The bill now moves to the Senate. There, the Democrat-controlled chamber is likely to hear testimony from the same parents rights and church groups, free speech advocates and porn producers who testified last month before the Assembly’s judiciary and consumer protection and privacy committees.
Learn more about legislators mentioned in this story.
Porn stars, conservative family groups orgs testify
Joseph Kohm, director of public policy at the Colorado-based Family Policy Alliance, told the Assembly Judiciary Committee last month that children regularly visit online porn sites featuring sexual violence and verbal degredation.
“And what this means is that they are learning about sexuality from a perspective that portrays sex as physical abuse,” Kohm told the committee.
Free speech advocates countered that if California enacted the bill, it would stifle the First Amendment rights of adult Californians to access online porn. Members of the porn industry also testified it would reduce traffic to their sites if the restrictions are enacted as they have been in other states.
“It’s a customer deterrent,” queer porn performer Jiz Lee told the judiciary committee. “And if it was enacted in California, where a lot of our subscribers are based, it would hurt our business.”
Alison Bowden, executive director of the Free Speech Coalition, a porn industry trade group, told the judiciary committee that less than 1% of pornsite users actually complete the age-verification process in states that have passed the requirement.
“What they do, according to our data, is hit the back button and find a site that doesn’t comply with the law,” she said.
Porn ID laws in other states
Arkansas, Mississippi, Montana, North Carolina, Texas, Utah, Virginia and Kentucky have adopted age-verification requirements for porn sites based on “model legislation” from the Center for Renewing America, a conservative activist group, according to the California bill’s legislative analysis. The organization’s website lists its motto as “For God. For Country. For Community.”

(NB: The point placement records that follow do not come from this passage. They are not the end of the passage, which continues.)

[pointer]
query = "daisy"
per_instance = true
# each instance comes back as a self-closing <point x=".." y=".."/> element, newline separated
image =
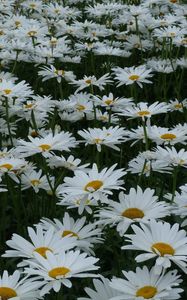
<point x="41" y="241"/>
<point x="179" y="205"/>
<point x="109" y="137"/>
<point x="86" y="234"/>
<point x="102" y="291"/>
<point x="143" y="165"/>
<point x="12" y="287"/>
<point x="11" y="164"/>
<point x="145" y="284"/>
<point x="93" y="184"/>
<point x="51" y="72"/>
<point x="69" y="163"/>
<point x="137" y="206"/>
<point x="176" y="105"/>
<point x="111" y="102"/>
<point x="88" y="81"/>
<point x="56" y="270"/>
<point x="144" y="110"/>
<point x="34" y="179"/>
<point x="132" y="75"/>
<point x="159" y="240"/>
<point x="62" y="141"/>
<point x="161" y="135"/>
<point x="172" y="156"/>
<point x="76" y="202"/>
<point x="9" y="89"/>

The bill’s legislative analysis noted that the online porn site Pornhub blocked users in those states after the age-verification requirements became law.
Last month, Democratic Arizona Gov. Katie Hobbs vetoed a similar bill.
Late last month, the U.S. Supreme Court declined to hear the Free Speech Coalition’s challenge to the Texas law, which had been upheld by a federal appellate court.
The laws are new, and some were immediately blocked from taking effect due to legal challenges, so there’s little public data about how effective they’ve been in preventing kids from accessing porn or the impact on web traffic to porn sites.
The European Union in December passed its own age-verification law. Bauer-Kahan told the Assembly that California should follow those European countries’ lead.
“Europe, which has much stronger privacy laws than our country, has done this,” she said. “They have found a way to put the verification of your age on your phone. A token is sent to the website without your personally identifiable information, and then you, if you’re an adult, can access legal pornography.”
Alanis told the Assembly last week that his bill isn’t that different from how retailers have traditionally prevented children from accessing other types of adults-only products. His bill, he said, would include porn sites in the same California law that prevents children from purchasing products including tobacco, fireworks, spray paint and firearms.
“I believe that California requires its own tailored approach,” he said. “That’s why my team and I have worked … to craft a workable bill using an existing statute that California has long used to protect our children from other types of harm.”